In comments he writes

"When I spent three weeks in Ireland in 1994—over a week in Dublin, followed by a clockwise circuit around the country—there were no nonwhites there. I mean I travelled through the whole of the Irish Republic for three weeks and did not see a single nonwhite person, except for one lightskinned black who looked like an American tourist. At an exhibit on the Easter 1916 Rising in the Irish National Museum in Dublin I got into a discussion with two young guards who said that they and other Irish didn't care any more about Irish national history or even Irish nationhood, they wanted to be a part of Europe. I told them that they they were wrong and that they should care about Ireland and want to preserve and protect it. Shortly after my return home, I began seeing news stories from Ireland about immigration there. I put the stories aside and didn't read them. I couldn't stand the thought that Ireland—which up to that point had, like a nation-sized Brigadoon, been untouched by so many of the ills of the modern world including non-Western diversity—was bringing this curse upon itself. "

When I think of Irish diversity, I think of Samantha Mumba, who was in the movie of The Time Machine in 2002, where she actually played one of the Eloi! (Eloi, if you haven't read either H. G. Wells, or Lawrence Auster, are the "soft, pretty" race in the far future "who passively allow themselves to be slaughtered nightly by the savage Morlocks." Auster is using it as a metaphor for the kind of white person who becomes a victim through failing to stay out of bad neighborhoods, because it would be racist to stay out of bad neighborhoods). John Derbyshire, reviewing The Time Machine (2002), wrote

"The best reason to watch this latest version of The Time Machine is 19-year-old Zambian-Irish (no kidding) pop tart Samantha Mumba, who is exceptionally easy on the eye. I am speaking of her physical attributes only; she can't act. The long years in drama school — she started at age 3 — have left little trace, proving that talent is born, not made. Her accent lurches unpredictably from Dublin to South London to Los Angeles. I thought I detected a flicker of anxiety when she was about to be eaten by Morlocks, but her expression remains otherwise locked in a sort of vapid half-smile. She is, however, really good to look at. Her breasts are particularly fine. "
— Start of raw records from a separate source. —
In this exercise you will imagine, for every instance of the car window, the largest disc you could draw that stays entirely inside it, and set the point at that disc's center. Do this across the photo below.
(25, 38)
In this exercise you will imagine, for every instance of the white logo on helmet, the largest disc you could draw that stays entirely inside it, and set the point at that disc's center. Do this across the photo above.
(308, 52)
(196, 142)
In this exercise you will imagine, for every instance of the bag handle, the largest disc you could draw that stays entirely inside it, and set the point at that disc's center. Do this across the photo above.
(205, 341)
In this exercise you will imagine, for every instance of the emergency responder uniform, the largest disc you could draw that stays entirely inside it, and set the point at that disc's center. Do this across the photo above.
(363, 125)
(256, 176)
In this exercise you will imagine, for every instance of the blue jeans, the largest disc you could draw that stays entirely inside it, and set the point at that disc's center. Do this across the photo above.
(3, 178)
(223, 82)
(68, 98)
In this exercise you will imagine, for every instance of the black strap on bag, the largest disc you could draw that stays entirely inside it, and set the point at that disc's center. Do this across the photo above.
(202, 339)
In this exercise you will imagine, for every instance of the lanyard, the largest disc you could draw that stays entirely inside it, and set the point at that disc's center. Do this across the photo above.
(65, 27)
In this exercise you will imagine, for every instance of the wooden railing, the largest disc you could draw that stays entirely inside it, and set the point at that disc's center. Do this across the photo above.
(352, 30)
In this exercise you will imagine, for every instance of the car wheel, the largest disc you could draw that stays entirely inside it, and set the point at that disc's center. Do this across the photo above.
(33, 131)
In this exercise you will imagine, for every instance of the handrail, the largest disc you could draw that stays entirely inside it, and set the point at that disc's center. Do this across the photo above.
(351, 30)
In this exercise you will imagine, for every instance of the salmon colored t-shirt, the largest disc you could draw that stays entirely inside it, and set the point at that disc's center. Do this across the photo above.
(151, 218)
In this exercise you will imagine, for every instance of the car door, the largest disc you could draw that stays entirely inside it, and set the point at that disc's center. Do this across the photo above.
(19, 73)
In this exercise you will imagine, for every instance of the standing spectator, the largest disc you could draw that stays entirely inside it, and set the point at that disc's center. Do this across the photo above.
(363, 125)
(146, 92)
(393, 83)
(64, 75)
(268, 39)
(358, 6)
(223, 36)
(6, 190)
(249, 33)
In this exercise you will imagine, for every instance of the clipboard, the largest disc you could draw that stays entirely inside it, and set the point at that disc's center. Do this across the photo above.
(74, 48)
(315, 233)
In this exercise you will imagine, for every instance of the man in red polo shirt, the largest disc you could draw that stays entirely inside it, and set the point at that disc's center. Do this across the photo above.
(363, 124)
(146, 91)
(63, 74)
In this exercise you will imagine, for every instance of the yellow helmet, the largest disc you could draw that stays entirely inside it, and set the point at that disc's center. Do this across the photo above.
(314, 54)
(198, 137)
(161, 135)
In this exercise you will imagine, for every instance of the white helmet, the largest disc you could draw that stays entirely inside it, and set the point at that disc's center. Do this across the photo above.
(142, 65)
Saying this sort of thing occasionally gets Derbyshire in trouble. Here at VDARE.com, only run  pictures of young women for illustration purposes of political concepts. Samantha and her breasts got a mention in a more serious 2002 Derbyshire column on Irish affairs:

"Samantha Mumba is an Irish pop singer who plays female lead in the current movie of The Time Machine. Raised in Dublin by a Zambian father and an Irish mother, she represents the multiracial side of the new Ireland. Like other European countries, but more noticeably so because Ireland's prosperity has come so quickly and recently, the country has been sucking in immigrants from East Europe, North Africa and the Middle East. There have been pitched battles between the travelling "Tinker" people, who have been a feature of the Irish landscape for centuries, and newly-arrived tribes of Romanian gypsies, who covet the Tinkers' traditional occupational niches (pocket-picking, car stealing, etc.) Ireland seems to be particularly attractive to Nigerians, including those very skilful con artists you may have heard about, to whose persuasions the newly-affluent Irish seem to be very susceptible. Not all Irish people are yet ready to be cemented into the Gorgeous Mosaic, though. There have been some ugly incidents, and the government is now issuing vigorous declarations of its determination to stamp out "racism." Dubliners, who are a gambling people, are opening books on the year and month when the city will have its first race riot."

I think the bookies will have to pay off on this one.